Türkiye’nin otoriter bir döneme girdiğini herkesin görmesi gerektiğini söyleyen Tekin, “Neredeyse her şeye karar veren tek kişinin olduğu ülke haline geliyoruz. Parlamento'nun ne yapıp yapmayacağına, yargı mensuplarının nasıl karar verip vermeyeceğine, nerede miting olup olmayacağına, kiminle nasıl bir planlama yapılıp yapılmayacağına, nerede cami yapılıp yapılmayacağına, kimin ne içip içmeyeceğine tek kişi karar veriyor. O da padişahım yaşa Sayın Tayyip Erdoğan.” dedi.
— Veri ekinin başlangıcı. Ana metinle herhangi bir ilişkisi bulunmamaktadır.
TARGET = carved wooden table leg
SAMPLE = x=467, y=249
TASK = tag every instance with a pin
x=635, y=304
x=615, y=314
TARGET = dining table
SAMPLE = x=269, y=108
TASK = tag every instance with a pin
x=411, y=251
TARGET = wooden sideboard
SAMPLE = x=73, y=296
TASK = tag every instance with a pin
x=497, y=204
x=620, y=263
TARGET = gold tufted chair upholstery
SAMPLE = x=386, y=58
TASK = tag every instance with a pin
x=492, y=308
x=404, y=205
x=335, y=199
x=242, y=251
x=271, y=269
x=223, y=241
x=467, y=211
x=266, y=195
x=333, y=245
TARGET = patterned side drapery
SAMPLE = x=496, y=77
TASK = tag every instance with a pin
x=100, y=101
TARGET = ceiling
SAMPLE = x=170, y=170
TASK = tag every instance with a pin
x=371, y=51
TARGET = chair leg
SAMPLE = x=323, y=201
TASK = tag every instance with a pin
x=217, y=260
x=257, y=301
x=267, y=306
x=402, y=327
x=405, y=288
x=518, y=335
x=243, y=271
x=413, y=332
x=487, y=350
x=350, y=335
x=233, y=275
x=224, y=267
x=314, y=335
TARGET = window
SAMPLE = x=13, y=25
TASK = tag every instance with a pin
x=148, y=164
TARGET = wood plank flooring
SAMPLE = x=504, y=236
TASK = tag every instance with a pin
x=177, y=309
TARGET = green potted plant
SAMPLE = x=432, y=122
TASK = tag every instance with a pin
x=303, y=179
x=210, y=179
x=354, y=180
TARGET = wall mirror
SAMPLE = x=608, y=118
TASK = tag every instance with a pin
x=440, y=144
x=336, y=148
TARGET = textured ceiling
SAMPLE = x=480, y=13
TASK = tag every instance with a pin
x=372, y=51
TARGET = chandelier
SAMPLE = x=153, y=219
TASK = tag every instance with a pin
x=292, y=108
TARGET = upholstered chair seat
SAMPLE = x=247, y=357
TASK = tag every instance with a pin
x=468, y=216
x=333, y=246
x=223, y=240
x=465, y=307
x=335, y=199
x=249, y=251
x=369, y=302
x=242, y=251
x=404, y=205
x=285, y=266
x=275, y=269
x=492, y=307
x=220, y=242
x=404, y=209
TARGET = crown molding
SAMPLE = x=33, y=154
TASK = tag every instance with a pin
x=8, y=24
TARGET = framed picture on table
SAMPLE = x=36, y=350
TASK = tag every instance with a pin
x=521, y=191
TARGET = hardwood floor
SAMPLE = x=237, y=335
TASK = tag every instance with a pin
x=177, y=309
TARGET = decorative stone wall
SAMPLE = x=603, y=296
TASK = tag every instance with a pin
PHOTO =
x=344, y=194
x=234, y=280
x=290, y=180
‘BU ÜLKENİN SAHİBİ CHP’DİR’

Taksim'de bir çukuru korumak için onlarca mobese kamerası koyulduğunu ileri süren Genel Başkan Yardımcısı Tekin, “CHP’nin milletvekillerine, sendikacılara gaz sıkmak için şehrin dört tarafına mobese kamera sistemi koyacaksınız. En stratejik, en kritik savaşın olduğu bölgede mobese sistemleriniz çalışmayacak, karartılmış olacak. Bunu kabul etmek mümkün değil. Basını susturabilirsiniz, televizyonları karartabilirsiniz ama unutmayın ki bu ülkenin sahipleri var. Bu ülkenin sahibi de CHP’dir. CHP bundan sonra 24 saat sokaklarda olacak. Nerede sorun varsa, nerede mağduriyet varsa biz orada olacağız.” diye konuştu.

‘BU ÇERÇEVEDE SORU SORUN’

Gazetecilere, kendisine özellikle Reyhanlı'daki olaylarla ilgili sorular sormasını isteyen Gürsel Tekin, “Demokrasiyle ilgili sorularınız varsa kısıtlanmış, yasaklanmış özgürlüklerle ilgili soru varsa bunlara cevap vermek istiyorum. 12 Eylül dahil olmak üzere televizyonlarınız karartılmadı. 12 Eylül döneminde gazetelerinize yasak getirilmedi. Mümkünse bu çerçevede soru sorarsanız, cevap vermek istiyorum. Bunu hangi vicdan kabul edebilir? Siz Taksim'de bir çukuru korumak için onlarca mobese sistemi kuracaksınız, bütün feryatlarımıza rağmen Reyhanlı'da önlem almayacaksınız. Reyhanlı'da bütün mobese sistemlerini karartacaksınız, bu kabul edilebilir mi? Bu ne vicdansızlıktır? Bu ne Allah'sızlıktır? Kim buna cevap verecek? 'Nasıl olsa televizyonlarda, gazetelerde seslerini kesmişiz, istediğimizi söyleriz.' Bu anlayışı kabul etmek mümkün olabilir mi? şeklinde konuştu.